Efficiency, a Social Perspective and Food Dreams
Lotte Meeuwissen is a Dutch Food Designer based in Barcelona. She invents culinary interactions with a focus on the social nature of food. Lotte uses "play" as a tool to enable her audience to focus on means rather than ends, allowing people to try out new things, to revise, modify and explore. With her work she creates new social bonds, both with food as well as amongst people. We talked with Lotte about efficiency, a social perspective and food dreams.
How did you come to food and design and what intrigues you about it?
I love to observe people around me. I look at people’s movements, behavior, routines, intuitive actions, and understanding of the world. The past couple of years my mind has been consumed by the changes seen in (mainly Western) society. We live in a world with a “saving time” mentality, and the technological developments of this century reflect an obsession with the creation of time-saving devices and systems to make the world move as efficiently as possible. In the case of food, this trend is embodied in the way food is currently grown, produced, processed, consumed and enjoyed. It can be found in the design of (fast) food places, supermarkets, services, packages, kitchenware, tableware and recipes.

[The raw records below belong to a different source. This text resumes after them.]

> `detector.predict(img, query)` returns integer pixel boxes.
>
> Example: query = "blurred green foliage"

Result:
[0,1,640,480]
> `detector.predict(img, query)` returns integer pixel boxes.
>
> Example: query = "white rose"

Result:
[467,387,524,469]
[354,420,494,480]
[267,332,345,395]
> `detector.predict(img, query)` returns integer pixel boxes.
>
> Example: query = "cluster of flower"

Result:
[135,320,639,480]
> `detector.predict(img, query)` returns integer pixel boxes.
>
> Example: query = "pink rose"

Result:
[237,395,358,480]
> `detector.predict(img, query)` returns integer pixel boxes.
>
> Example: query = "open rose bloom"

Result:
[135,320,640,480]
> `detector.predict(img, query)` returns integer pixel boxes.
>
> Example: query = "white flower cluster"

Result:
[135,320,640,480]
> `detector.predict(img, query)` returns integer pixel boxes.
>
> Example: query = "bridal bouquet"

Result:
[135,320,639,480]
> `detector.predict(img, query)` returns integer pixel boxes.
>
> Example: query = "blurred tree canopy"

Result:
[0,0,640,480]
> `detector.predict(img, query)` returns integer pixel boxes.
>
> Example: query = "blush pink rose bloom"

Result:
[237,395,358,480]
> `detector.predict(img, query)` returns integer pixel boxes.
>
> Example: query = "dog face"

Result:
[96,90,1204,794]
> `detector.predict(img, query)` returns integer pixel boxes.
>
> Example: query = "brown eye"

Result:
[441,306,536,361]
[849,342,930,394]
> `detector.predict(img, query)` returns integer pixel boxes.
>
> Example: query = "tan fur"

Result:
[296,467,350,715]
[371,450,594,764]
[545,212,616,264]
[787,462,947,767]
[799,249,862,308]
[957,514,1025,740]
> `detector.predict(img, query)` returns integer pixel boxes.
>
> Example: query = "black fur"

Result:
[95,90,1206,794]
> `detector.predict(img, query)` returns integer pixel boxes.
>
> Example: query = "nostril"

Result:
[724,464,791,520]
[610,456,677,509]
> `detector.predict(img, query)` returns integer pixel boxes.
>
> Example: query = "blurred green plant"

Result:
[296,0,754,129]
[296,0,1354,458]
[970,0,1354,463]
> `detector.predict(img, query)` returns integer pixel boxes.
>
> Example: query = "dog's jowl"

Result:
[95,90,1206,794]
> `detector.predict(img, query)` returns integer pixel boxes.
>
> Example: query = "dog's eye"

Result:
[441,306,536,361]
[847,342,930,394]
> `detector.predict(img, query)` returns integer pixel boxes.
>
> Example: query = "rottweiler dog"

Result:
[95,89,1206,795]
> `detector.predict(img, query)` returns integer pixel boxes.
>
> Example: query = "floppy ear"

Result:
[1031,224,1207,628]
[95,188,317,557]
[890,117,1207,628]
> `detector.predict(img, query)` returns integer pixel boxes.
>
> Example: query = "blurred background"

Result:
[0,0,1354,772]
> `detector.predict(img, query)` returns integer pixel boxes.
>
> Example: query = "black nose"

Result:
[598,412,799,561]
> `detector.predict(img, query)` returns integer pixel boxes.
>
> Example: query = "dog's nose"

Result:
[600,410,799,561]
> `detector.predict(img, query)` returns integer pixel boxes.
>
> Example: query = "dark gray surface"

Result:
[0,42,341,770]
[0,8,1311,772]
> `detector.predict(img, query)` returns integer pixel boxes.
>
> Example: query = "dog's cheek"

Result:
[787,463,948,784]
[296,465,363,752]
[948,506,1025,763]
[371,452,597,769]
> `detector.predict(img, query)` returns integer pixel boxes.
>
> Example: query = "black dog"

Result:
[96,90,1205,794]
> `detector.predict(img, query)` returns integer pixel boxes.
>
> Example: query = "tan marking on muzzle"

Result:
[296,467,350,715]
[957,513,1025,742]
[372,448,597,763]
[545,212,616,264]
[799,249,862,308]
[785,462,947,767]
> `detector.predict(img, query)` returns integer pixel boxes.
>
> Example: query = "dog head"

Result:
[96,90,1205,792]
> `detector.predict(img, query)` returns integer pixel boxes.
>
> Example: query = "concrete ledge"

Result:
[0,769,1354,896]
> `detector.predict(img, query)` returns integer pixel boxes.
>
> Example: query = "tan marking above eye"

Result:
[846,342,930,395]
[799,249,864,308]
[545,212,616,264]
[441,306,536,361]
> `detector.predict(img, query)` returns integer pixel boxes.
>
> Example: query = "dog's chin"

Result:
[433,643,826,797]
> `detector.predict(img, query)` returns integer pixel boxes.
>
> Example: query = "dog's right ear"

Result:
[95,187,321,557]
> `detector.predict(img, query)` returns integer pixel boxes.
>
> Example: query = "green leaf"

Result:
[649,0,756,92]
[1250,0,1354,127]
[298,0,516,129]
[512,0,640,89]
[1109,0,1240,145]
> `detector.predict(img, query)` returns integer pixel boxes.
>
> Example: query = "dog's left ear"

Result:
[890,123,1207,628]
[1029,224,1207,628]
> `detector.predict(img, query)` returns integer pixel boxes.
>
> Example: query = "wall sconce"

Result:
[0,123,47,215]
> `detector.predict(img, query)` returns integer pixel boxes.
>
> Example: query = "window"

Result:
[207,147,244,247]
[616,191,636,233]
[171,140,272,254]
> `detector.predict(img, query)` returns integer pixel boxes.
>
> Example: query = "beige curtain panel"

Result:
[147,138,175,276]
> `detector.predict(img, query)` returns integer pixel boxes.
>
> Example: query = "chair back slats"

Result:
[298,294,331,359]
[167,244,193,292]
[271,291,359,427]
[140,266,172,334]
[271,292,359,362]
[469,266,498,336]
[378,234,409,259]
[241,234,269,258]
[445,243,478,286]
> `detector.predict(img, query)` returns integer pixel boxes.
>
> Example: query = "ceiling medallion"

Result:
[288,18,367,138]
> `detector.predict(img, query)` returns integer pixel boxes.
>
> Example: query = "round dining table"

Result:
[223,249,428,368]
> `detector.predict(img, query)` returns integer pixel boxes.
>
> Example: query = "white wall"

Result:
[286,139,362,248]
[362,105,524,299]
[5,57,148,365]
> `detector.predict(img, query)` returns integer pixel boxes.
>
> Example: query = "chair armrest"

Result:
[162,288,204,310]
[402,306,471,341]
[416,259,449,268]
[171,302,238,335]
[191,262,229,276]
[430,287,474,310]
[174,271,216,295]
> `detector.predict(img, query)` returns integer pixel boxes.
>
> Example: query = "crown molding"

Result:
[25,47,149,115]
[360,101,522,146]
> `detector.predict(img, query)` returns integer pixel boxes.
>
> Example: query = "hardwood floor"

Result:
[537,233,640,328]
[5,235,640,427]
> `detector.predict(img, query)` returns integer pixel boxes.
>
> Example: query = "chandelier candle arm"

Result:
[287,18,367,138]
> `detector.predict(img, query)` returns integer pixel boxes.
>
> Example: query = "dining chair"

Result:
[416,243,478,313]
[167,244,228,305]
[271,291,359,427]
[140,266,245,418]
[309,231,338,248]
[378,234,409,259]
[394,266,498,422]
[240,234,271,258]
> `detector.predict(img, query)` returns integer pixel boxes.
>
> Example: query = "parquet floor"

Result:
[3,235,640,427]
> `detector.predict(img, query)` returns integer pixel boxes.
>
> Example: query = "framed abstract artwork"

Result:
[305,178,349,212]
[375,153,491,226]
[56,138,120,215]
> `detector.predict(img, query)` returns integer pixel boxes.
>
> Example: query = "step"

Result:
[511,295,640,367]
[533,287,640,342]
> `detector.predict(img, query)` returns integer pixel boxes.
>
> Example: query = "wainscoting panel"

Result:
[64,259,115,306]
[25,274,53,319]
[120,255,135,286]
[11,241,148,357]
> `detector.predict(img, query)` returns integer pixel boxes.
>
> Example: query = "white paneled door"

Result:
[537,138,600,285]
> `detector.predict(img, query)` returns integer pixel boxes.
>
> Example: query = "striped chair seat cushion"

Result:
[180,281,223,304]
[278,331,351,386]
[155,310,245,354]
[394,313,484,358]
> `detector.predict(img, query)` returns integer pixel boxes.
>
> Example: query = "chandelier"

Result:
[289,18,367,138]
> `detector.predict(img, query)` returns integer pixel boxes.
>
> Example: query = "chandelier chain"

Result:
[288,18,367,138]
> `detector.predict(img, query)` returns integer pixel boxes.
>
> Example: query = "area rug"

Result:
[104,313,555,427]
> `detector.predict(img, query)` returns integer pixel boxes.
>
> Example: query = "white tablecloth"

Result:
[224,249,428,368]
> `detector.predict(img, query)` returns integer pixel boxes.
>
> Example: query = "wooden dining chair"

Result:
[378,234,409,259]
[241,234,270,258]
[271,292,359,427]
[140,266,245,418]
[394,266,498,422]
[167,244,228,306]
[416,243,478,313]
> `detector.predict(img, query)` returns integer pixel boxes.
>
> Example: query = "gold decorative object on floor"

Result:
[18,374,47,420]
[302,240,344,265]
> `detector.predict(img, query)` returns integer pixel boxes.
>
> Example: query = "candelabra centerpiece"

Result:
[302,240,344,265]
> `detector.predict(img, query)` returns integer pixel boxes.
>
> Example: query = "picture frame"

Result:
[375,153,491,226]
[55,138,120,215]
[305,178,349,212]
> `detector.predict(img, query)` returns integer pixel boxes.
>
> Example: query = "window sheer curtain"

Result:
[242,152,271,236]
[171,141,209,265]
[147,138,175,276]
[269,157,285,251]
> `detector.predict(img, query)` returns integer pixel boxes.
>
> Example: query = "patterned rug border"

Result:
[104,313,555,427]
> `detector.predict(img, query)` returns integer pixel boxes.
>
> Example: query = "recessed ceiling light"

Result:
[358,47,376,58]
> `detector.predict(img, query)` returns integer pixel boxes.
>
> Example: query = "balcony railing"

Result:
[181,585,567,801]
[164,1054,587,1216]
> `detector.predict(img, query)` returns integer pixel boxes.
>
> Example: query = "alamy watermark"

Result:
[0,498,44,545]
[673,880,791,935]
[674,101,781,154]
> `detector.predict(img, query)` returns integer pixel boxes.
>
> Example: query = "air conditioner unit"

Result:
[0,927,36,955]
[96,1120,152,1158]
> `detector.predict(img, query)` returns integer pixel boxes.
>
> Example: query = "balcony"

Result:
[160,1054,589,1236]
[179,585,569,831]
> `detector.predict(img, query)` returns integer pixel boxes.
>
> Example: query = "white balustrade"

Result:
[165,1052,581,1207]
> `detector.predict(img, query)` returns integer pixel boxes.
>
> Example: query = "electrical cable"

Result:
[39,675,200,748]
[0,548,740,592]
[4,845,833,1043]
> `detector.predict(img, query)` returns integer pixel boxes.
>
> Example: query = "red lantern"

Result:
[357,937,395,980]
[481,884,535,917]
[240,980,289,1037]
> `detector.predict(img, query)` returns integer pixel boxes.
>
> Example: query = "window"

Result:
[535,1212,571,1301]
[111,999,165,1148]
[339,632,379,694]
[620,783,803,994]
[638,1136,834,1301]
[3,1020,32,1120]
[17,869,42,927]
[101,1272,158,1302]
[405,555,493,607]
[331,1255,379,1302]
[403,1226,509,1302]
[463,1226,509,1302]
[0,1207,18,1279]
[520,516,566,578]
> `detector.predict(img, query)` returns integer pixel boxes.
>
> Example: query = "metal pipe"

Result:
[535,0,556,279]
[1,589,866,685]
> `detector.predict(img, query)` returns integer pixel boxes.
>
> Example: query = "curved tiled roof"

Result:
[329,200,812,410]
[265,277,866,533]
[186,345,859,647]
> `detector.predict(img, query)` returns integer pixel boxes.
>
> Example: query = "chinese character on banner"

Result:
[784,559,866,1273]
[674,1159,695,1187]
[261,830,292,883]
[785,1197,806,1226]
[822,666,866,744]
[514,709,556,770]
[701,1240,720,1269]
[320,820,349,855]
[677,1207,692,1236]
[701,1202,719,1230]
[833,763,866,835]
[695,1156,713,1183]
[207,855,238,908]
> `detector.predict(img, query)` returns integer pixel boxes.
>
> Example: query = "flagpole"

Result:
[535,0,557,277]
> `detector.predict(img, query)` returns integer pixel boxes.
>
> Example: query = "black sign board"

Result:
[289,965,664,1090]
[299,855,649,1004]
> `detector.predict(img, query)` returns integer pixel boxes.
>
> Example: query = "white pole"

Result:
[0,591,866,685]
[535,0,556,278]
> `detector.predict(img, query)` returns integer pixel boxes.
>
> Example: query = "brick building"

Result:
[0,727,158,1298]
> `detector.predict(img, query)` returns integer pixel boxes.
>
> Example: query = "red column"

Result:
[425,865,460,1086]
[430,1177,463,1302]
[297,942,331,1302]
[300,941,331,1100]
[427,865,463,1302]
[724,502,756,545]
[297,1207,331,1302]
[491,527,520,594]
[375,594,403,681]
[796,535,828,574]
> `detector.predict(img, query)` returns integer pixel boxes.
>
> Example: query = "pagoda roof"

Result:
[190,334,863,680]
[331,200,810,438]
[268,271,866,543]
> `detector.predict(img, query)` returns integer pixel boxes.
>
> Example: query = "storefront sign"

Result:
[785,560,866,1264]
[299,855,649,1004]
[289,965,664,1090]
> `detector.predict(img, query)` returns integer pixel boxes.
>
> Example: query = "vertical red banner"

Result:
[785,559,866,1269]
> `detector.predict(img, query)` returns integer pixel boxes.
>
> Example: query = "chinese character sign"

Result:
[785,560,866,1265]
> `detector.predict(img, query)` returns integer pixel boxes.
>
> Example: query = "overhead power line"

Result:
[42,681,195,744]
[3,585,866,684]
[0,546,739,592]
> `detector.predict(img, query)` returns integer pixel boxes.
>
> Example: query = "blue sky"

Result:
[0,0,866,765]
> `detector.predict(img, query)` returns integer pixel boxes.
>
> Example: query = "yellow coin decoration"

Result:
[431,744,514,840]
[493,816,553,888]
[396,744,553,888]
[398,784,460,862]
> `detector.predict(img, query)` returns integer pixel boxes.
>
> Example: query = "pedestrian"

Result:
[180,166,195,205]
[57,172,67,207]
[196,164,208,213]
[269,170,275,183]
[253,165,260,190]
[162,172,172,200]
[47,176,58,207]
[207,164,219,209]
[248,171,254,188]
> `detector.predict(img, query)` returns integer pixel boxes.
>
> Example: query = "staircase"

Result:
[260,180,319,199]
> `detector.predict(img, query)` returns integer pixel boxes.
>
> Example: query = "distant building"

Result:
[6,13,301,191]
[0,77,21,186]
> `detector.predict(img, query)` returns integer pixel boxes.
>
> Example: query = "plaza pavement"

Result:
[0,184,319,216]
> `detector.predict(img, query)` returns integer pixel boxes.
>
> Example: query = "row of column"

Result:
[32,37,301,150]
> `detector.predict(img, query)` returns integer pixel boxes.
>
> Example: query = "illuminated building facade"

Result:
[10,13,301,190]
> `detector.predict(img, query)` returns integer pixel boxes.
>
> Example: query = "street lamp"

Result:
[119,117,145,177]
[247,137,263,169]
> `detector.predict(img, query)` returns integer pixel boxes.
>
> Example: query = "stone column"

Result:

I became fascinated by these innovations because they try to take away an essential ingredient of food: connectivity. For instance, many great food innovations are focused on alternative methods for growing, distributing and integrating food production in our cities. They generate new systems of local supply chains that run faster, fresher and healthier—altogether more efficiently. However, not very many of them consider the social impact they could have.
Lots of initiatives stop their development at the moment they find a way to increase efficiency, but I see tons of social opportunities hidden within these ideas. I believe that, when we recognize the social power food has, we can transform those developments into social innovations.
For example, an alternative local farm can become a social hotspot, a place of social bonding, or even a new cultural tradition. To rethink those ideas from a social perspective enables us to both physically as well as psychologically benefit from food innovations. We might not reach the highest level of efficiency, but we will transmit consciousness on the importance of being connected through food. Because at the end of the day, situations involving food are social and meaningful gestures created within a cultural framework. They enable us to connect with ourselves well as with others.